An MG Rover official at the company’s head office in Birmingham, central England, says that it is “monitoring” rather than reviewing its alliance with China Brilliance Industrial Holdings.


MG Rover group public relations director Stewart McKee told just-auto that the alliance is with an affiliate of China Brilliance Automotive.


“It’s not a holding company. We’re keeping a watchful eye on it, not reviewing it.”


McKee was commenting on an Automotive News Europe (ANE) story published this week which, citing “sources in China” reported that MG Rover’s joint venture in the country “is probably doomed”.


ANE said the Chinese joint venture is key to the British independent manufacturer’s future product plans but is in danger of falling victim to China Brilliance’s problems following the departure of company founder Yang Rong.

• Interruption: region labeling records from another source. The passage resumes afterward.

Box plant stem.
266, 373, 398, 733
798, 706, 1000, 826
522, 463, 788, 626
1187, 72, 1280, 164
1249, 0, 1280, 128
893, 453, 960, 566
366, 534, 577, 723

But McKee told just-auto that MG Rover “still has a deal” with China Brilliance Industrial Holdings and its chairman Yang Rong.


The first project of the joint venture, McKee said, was “production of the “medium sized car”.


That, McKee claimed, was “proceeding according to schedule” though it was still “some way off”.


A China Brilliance official, who declined to be identified, told Automotive News Europe: “We are contacting MG Rover and want to talk with them on a high level about the future of the two companies. We have not had a chance to meet with them yet.”


ANE said the official declined further comment but stressed that MG Rover had a deal with an affiliate – China Brilliance Industrial Holdings – and not with China Brilliance itself.


China Brilliance is known for the complexity of its corporate structure, with numerous affiliates and subsidiaries, ANE said.


A financial analyst who follows China Brilliance told Automotive News Europe that the company’s new management is pushing to simplify its investments following Yang’s departure in June following allegations of financial wrongdoing.
ANE said that China Brilliance and its affiliates have joint ventures with BMW, General Motors and Toyota.


The official told ANE that China Brilliance officials had in turn indicated to him they would probably terminate the MG Rover venture as part of an effort to reduce commitments.


Another Asian source told ANE that the team heading up the Chinese side of the joint venture including the head, Brian X. Sun had either been disbanded or was in the process of being disbanded.


ANE said that MG Rover chief executive, interviewed at the recent Birmingham motor show had said he remains hopeful: “We still have a deal with China Brilliance.”


That view was repeated today to just-auto by MG Rover spokesman McKee.


Garel Rhys, director of the Centre for Automotive Research at Cardiff University in Wales, who has offered advice to MG Rover, told Automotive News Europe: “China Brilliance is still sending the cheques over for research work.”


According to ANE, HOWE recently downplayed the importance of the Chinese joint venture. He reportedly said most of the medium sized car’s development was already done by the time talks with China Brilliance started.


The Chinese would benefit most from getting the developed car ready for manufacture and sale in their country, ANE added.


But ANE, citing Rhys, said the importance of the alliance has more to do with vehicles beyond the lower-medium 45, especially the replacement for the current 25.


“If [the venture] doesn’t work, that takes a major plank away from the strategy and they would be back to square one on their strategy after the 45,” Rhys told Automotive News Europe.